Селиверст Карманов шёл по улице Крутихи, обходя лужи на дороге, выбирая сухие места. Был он в чёрном романовском полушубке, баранья шапка, сдвинутая на затылок, открывала широкий белый лоб в капельках пота.

Навстречу Селивёрсту, увидав его, поспешил со своей усадьбы Платон Волков. Платону не терпелось узнать что-нибудь о Генке. «Может, его уже изловили?» — думал он.

— Здравствуй, Селиверст Филиппыч! — сказал Платон и чуть притронулся рукой к старой, потёртой шапке.

— Здорово, Платон, — ответил Карманов. — Как живёшь-можешь?

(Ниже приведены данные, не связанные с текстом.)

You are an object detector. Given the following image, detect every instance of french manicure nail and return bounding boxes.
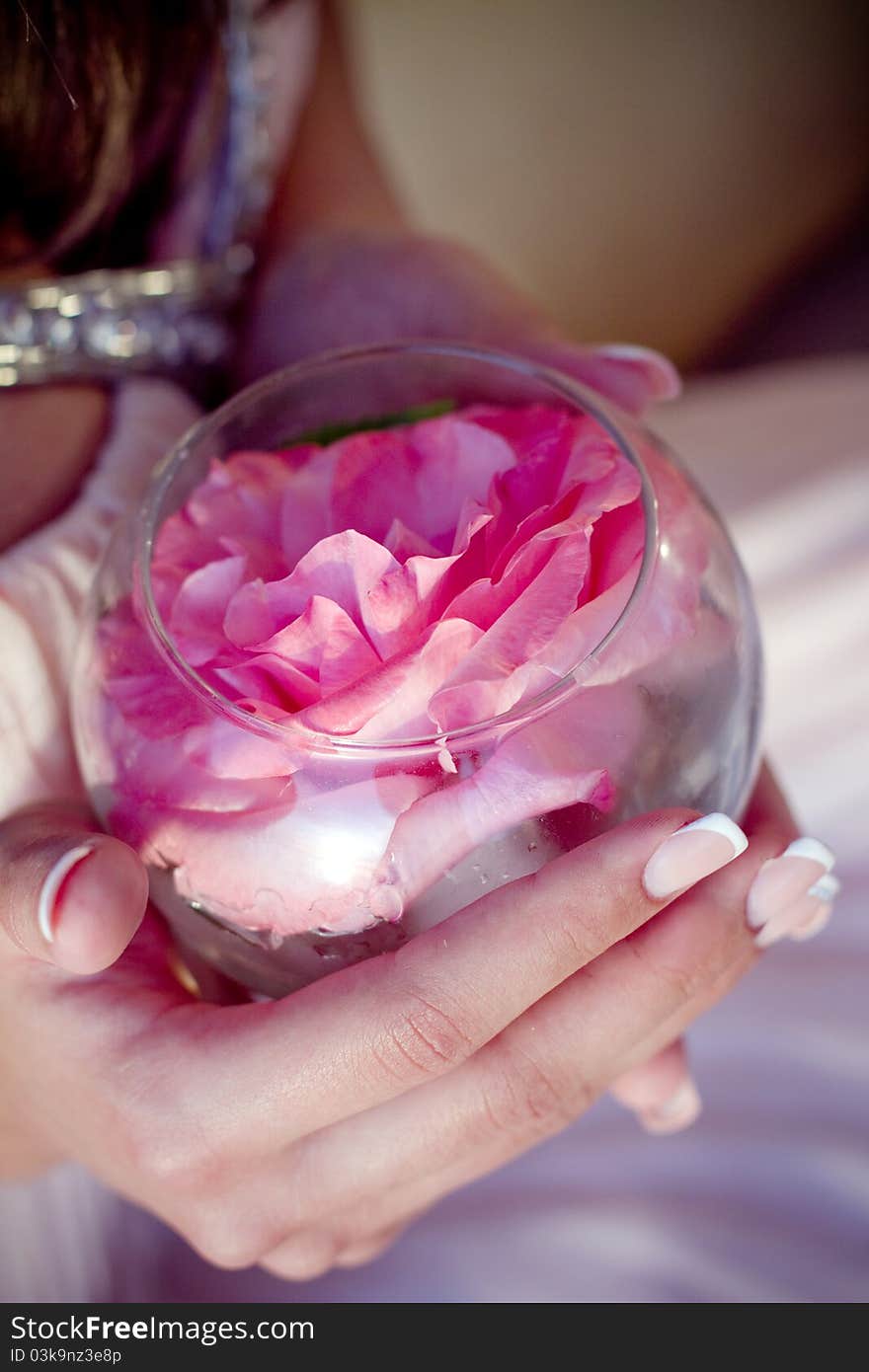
[791,900,833,943]
[746,838,836,948]
[38,842,94,943]
[643,813,749,900]
[638,1077,703,1133]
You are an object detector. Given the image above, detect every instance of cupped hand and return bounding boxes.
[0,775,794,1278]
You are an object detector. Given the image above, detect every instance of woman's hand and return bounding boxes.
[0,777,821,1278]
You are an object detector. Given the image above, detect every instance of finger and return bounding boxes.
[534,342,682,415]
[0,805,148,974]
[609,1038,700,1133]
[173,810,747,1151]
[268,811,787,1235]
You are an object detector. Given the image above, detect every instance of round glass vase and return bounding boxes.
[73,343,760,996]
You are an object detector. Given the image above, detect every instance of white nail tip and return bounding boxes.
[809,873,841,904]
[676,810,749,858]
[36,844,94,943]
[781,838,836,872]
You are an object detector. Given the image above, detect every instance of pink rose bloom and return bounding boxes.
[92,405,715,935]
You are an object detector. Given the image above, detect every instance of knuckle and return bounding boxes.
[116,1088,229,1195]
[375,991,475,1081]
[629,942,719,1004]
[481,1047,593,1140]
[184,1206,274,1272]
[263,1232,341,1281]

Они остановились на дороге напротив дома Волковых. Где-то сзади прилепилась избёнка Никулы Третьякова… Селиверст стоял лицом к лицу с Платоном, который, словно больной, держался рукой за грудь, разговаривая, кривился. Селиверст толковать с Платоном долго не собирался. Его раздражала самая фигура Волкова, на одутловатом лице которого застыло выражение притворной печали. Платон же, остановив Карманова и поздоровавшись с ним, не знал, с чего начать расспросы. Поэтому на вопрос Селивёрста о том, как живёт он, Платон склонил голову набок, развёл руками, как бы говоря этим: вот тут он весь, и хвалиться нечем, Селиверст по-своему понял этот жест.

— Не узнаю я тебя, Платон Васильевич. Шибко тихий ты стал. А тут драться надо. Бить! Коммунисты под нас мину подводят, а мы молчим?

— Кого бить-то? — сделал вид, что не понял, о чём идёт речь, Платон.

— Всех! — выкрикнул Карманов.

После этого слова, подчёркнутого резким взмахом руки, Селиверст ругался озлобленно, грубо. Платону была неприятна ругань, но он молчал.

— Всех! Всех! — шумел Селиверст. Прищуренные глаза его смотрели холодно, жёстко. — Да что! — переменил он тон и махнул рукой с презрением. — Так нам и надо! Щиплют нас, а мы молчим. Скоро нас не только ощиплют — палкой проткнут, на огне зажарят, да и сожрут. А мы молчать будем!

— Да что же делать-то? — не удержался Платон.

— Бить! Брать, хватать их… Слушай! Я бы этих партийцев, комячеешников… Гришку! — Лицо Селивёрста исказилось.